FT: I believe he should support the line of Kikwete, the president of Tanzania. Arms cannot solve all problems; political problems particularly. Kagame says “well I used arms and I took the country.” He did it in Congo in 1996 and he did succeed because Mobutu ran away. Now we have 19 years where he has not been successful with the FDLR unless we are being told lies. If we cannot find a military solution to the situation then we have to look at a political solution. That is what Kikwete is proposing. I personally do not believe that all those guys in Congo are criminals and killers or genocidaires. I believe some are in their 20’s and they want to go back to Rwanda. So those guys (FLDR) have to be approached and asked if they want to go home. We have to end this situation (in Congo) positively by negotiation. After all, if M23, which is also an organization of criminals who are killing women and children and yet they are allowed to go and negotiate then why not the others? A killer is a killer; there is no difference at all. Why are some allowed to negotiate and not others? We have to find a reasonable solution and a reasonable solution for me is to negotiate. To negotiate is not a crime it is rather a demonstration of going beyond our own feelings and finding a solution.

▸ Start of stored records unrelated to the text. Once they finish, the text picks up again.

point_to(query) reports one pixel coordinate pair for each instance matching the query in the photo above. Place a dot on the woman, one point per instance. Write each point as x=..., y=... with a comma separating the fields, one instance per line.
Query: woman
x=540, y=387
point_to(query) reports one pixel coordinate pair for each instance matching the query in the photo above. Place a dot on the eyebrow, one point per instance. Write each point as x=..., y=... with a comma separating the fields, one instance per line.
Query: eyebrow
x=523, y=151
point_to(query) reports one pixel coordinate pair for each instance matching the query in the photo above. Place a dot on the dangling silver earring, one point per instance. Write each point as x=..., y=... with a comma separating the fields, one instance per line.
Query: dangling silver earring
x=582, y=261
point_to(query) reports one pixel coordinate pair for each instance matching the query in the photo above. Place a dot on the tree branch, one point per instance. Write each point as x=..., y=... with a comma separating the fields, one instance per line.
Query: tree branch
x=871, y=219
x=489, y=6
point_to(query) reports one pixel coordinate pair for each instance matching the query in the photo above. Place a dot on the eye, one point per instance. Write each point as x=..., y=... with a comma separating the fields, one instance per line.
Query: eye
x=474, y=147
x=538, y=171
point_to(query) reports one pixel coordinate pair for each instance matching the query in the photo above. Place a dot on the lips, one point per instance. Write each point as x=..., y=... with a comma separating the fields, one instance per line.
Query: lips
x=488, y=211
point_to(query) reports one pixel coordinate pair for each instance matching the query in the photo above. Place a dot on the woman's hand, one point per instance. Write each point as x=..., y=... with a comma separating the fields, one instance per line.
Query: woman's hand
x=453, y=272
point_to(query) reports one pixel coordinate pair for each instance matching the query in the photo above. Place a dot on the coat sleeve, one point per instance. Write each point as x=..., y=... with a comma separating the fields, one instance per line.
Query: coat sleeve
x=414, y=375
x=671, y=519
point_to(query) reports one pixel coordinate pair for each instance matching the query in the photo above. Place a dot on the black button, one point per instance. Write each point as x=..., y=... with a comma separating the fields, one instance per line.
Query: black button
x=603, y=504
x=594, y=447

JF: What are your views on the conflict in DRC, and would the removal of Kagame as a president solve or make any change in this conflict?

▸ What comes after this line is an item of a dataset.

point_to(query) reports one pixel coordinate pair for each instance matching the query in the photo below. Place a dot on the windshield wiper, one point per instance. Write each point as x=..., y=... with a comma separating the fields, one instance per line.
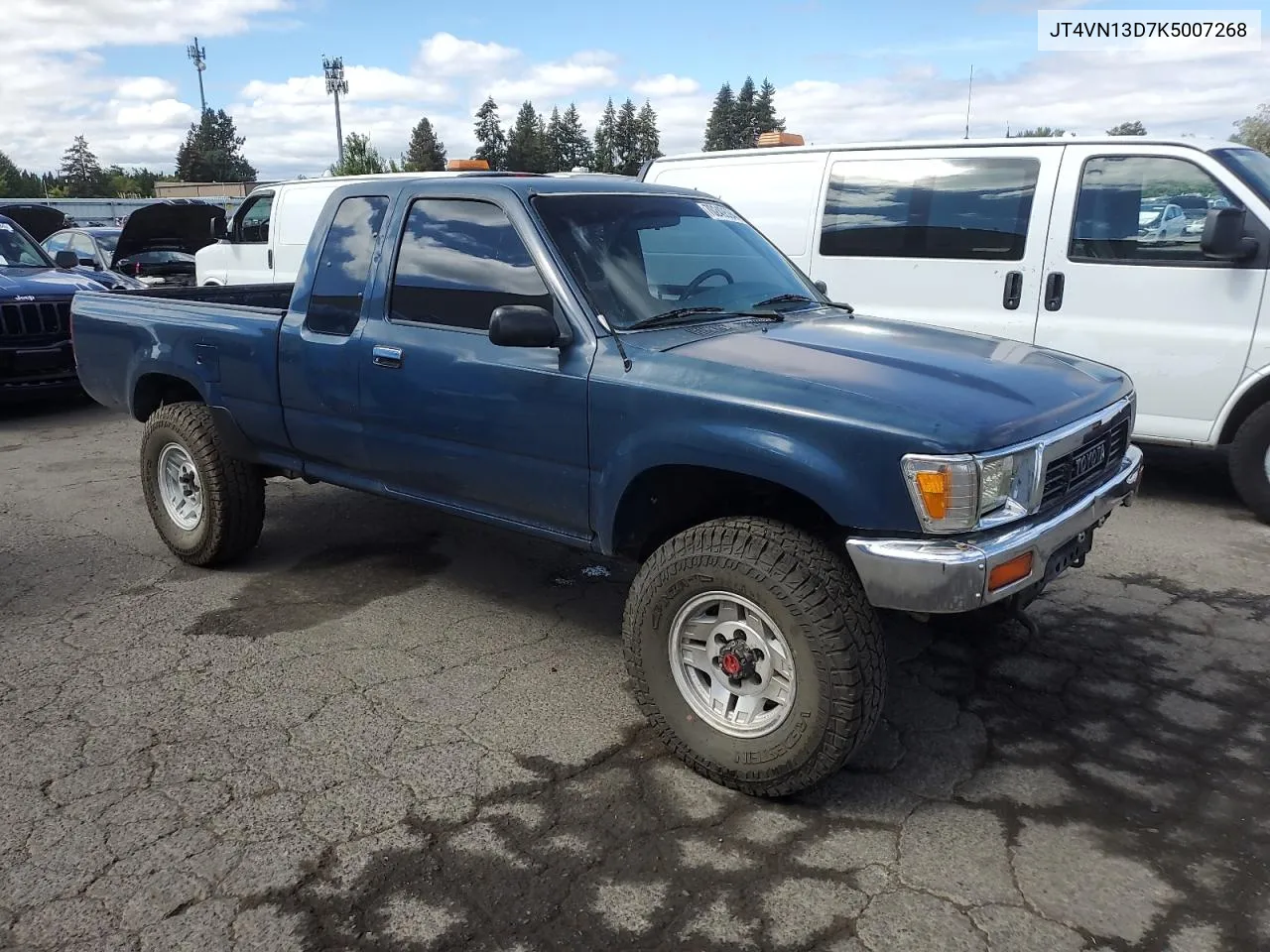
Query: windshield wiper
x=781, y=298
x=680, y=313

FT: I think Kagame is working within a system. Removing Kagame is not removing the entire system. It could probably diminish the intensity of the situation today but I do not know if it will solve problem. Africans are accustomed to this, removing someone, you put someone else in and the situation does not change. But the system is there, built on one single person, removing him the situation can collapse but there will not be a peaceful collapse. So, we have to find a way in the middle. I cannot propose any except that sitting together and trying to talk is the best way.
JF: My last question to you is: upon your return to Rwanda later this month what will be your first priority?
FT: My first priority is to behave like a politician. If I want to register my party I have to follow the laws of the country and see what happens.
Mr. Twagiramungu has ambitions and dreams for Rwanda and appears to have the energy and strength to attempt to fulfill them. Whether or not he will succeed in Rwanda will be told in the months to come.